Wax Chattels – Wax Chattels (2018)

Hmm I. Czego te zagraniczne zespoły nie wymyślą, żebym zwrócił na nie uwagę. Tym razem podstęp się udał!

Dobra. To wcale nie podstęp, bo Wax Chattels faktycznie nie mają gitarzysty w składzie, a brzmią jak rasowy noise rockowy skład. Grupa pochodzi z Auckland w Nowej Zelandii i najwyraźniej tamte strony sprzyjają takim nietypowym pomysłom. Na szczęście mamy tutaj bas, klawisze i zestaw perkusyjny. A i jeszcze dodatkowo dwa głosy: męski i damski. I jak udowadnia ich debiutancka płyta: tyle wystarczy, by ładnie pohałasować.

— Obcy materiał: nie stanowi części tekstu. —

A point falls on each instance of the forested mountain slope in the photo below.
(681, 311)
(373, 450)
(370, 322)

Wax Chattels na szczęście nie skupiają się na tym, by z tak ograniczonego instrumentarium zrobić dźwiękową apokalipsę. Stawiają głównie na rytm. Już w otwierającym Concrete mamy do czynienia ze świetnym podsumowaniem ich filozofii. Rytm, rytm i jeszcze raz zmiana rytmu. Każdy z dźwięków ma tu swoje miejsce i tworzy się między nimi coś w rodzaju symbiozy. Do tego dochodzą wokale, które dodatkowo napędzają tę maszynerię i z każdą sekundą zaczynamy przyspieszać. Dość leniwie rozpoczynający się kawałek zamienia się w pewnym momencie w rasowy, noise rockowy hicior. Klawisze zmieniają swoją rolę, wchodzą do drugiej linii, a zaczyna dominować bas. Świat wiruje, dźwięki nakładają się na siebie i tworzą pyszny, chaotyczny hałas.

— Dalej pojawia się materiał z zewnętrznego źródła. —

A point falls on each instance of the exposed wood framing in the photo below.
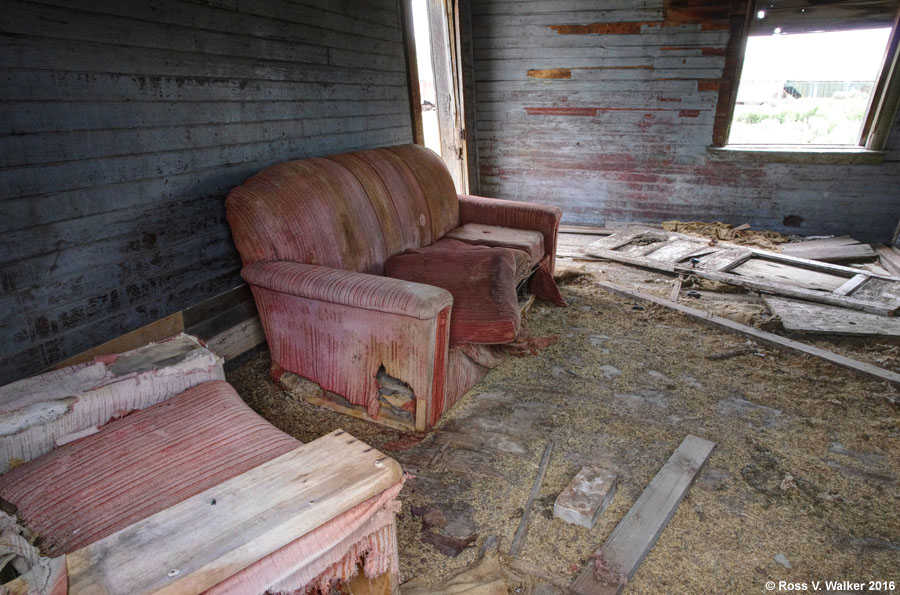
(615, 563)
(412, 72)
(840, 249)
(816, 319)
(781, 274)
(770, 339)
(243, 519)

Sporo tu brzmień przepuszczonych przez efekt, ale największe wrażenie robi na mnie współpraca na linii bas-klawisze. Te dwa instrumenty często grają razem, ale często też wymieniają swoje role nośnika głównego motywu (Stay Disappointed). To sprawia, że muzyka Wax Chattels dostaje tanecznego sznytu i to pomimo jej chropowatości (In My Mouth). Zespół inspiruje się też mocno no wavem, ale upraszcza tę formę. Dużo tu dziwnych, elektronicznych dźwięków i zagrań typu spowolnienie-przyspieszenie (Shrinkage). Wystukiwany przez perkusję rytm jest niemal industrialny, ale nie tak metaliczny i odhumanizowany jak w tym gatunku. Zdarzają się też wolniejsze momenty (Career, Gillian), które rozbudowują ten muzyczny świat stworzony przez grupę.

Debiut Wax Chattels to fajna, odświeżająca płyta. Brzmieniowo mocno określona i dopracowana, przyjemnie bujająca i posiadająca autorski sznyt. Zespół przesadnie nie szarżuje i nie sprawia wrażenia, jakby chciał się z kimś ścigać. Po prostu robi swoje, a brzmi to naprawdę ciekawie.

I Bandcamp.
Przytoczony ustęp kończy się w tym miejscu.